With salary sacrifice, the driver sacrifices a monthly amount from their wage to pay for a car. The sum is deducted before tax and covers the car, maintenance, insurance, administration - in fact, everything except fuel, for which they put in a claim if they do business mileage. The employee pays lower income tax and national insurance contributions (NIC) on the remaining salary and pays BIK on the car.

The cost savings to the company are lower NICs because they are based on the value of the vehicle rather than on income tax.

While an employee is liable for benefit-in-kind tax, this amount is almost always outweighed by the tax and NIC savings they’ve achieved through sacrificing their salary,”  says Iain Carmichael, chief commercial officer at Tusker.

Employers can save approximately £300 in NIC per car per year, while employees can save an average of £900 a year in tax and NIC, he adds.

Fleets can put a CO2 cap on purchases to shore up their environmental credentials. 

Carmichael says salary sacrifice schemes are seen as a valued employee benefit which the employer can use as a way to attract, retain and motivate staff.

“It’s also a useful approach to managing the grey fleet through providing services such as driving licence checks, full maintenance of vehicles and insurance,” he says.

In addition, salary sacrifice is generally of no cost to the employer.

For the employee, there can be considerable savings over the cost of buying the same car from a dealership: “Lease companies are passing on corporate discounts and levels of manufacturer support that you and I, as individuals, would not ordinarily get. Savings can be as much as £1,000 a year,” says Mark Morton.
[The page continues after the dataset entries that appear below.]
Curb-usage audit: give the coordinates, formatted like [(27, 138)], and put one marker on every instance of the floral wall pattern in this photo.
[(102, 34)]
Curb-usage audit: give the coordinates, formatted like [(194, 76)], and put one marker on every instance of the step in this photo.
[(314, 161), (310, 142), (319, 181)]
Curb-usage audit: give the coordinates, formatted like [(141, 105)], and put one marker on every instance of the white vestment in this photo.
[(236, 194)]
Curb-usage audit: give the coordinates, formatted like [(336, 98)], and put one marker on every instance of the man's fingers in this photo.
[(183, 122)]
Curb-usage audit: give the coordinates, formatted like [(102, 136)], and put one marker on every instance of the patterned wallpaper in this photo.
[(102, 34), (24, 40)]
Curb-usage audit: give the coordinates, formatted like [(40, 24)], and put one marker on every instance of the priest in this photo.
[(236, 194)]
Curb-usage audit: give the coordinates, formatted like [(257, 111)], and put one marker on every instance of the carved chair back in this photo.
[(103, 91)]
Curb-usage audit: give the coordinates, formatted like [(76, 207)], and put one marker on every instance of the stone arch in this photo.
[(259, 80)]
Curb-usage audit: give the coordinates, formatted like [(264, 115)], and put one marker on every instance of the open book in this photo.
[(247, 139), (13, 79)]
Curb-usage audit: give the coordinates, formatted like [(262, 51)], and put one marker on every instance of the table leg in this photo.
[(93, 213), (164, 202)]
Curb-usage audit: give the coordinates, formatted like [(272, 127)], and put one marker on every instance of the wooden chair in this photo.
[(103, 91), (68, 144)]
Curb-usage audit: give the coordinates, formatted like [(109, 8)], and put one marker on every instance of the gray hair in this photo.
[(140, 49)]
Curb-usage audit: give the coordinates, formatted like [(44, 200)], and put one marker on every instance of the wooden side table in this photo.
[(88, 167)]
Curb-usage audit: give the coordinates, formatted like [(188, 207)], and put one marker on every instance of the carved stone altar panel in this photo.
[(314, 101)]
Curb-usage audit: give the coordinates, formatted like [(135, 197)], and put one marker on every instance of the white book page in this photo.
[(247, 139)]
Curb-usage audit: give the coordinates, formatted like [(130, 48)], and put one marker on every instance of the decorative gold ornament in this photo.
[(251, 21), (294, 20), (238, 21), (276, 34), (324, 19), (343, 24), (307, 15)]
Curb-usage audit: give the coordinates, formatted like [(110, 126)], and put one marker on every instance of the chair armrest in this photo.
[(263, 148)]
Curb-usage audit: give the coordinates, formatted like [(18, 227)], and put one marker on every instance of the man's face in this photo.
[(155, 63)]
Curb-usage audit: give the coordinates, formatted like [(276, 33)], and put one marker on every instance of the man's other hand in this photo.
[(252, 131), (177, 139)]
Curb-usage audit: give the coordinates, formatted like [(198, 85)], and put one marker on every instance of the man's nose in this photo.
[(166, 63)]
It is also a tremendous draw when it comes to retention and recruitment. Ernst & Young moved to salary sacrifice for all staff two years ago. “It has gone down very well,” he says. “Take-up has been lower than ideal, I think, because of the economic situation but before, only staff over a certain grade could have a car, now, anyone can have one.

“The real attraction is for graduates, when we’re competing with our competitors for the best talent. We are saying, if you join us, your salary will be X and we’ve got this list of options so that you can flex your salary for pension, holiday, even a car and then you can use that car to get to and from your appointments and choose a vehicle that fits with what you want to do at the weekend. It is a really good motivator and attraction tool,” says Morton.

However, salary sacrifice is not suitable for all employees, some of whom might not qualify due to minimum wage checks or insurance restrictions. Also, as an employee’s salary is reduced, this could have implications for salary-related benefit payments such as final salary pension.

“We wouldn’t recommend it for employers who have a particularly high rate of attrition in terms of staff turnover,” says Andrew Hogsden, head of strategic fleet consultancy at Lex Autolease. “Staff will leave and the company has still got the car and the contract term to run. There would be early-termination costs.”

Companies that run salary sacrifice schemes through novated leases, rather than master contract hire, are relieved of early-termination penalties.

David Fernandes, managing director of SG Fleet, is a firm advocate. “With a novated lease, the provider contracts direct with the employee and if the employee leaves the company, the vehicle goes with them,” he says.

Credit checks are a must. “We check whether potential salary sacrifice employees can afford them,” adds Fernandes. “It is very straightforward: when we do a quote, we need to know what their cash position is going to be afterwards, so we ask them to tell us what their liabilities are – house, loans, expenses, etc. The last thing an employee should be doing is getting a car through this scheme when they cannot meet their other commitments.”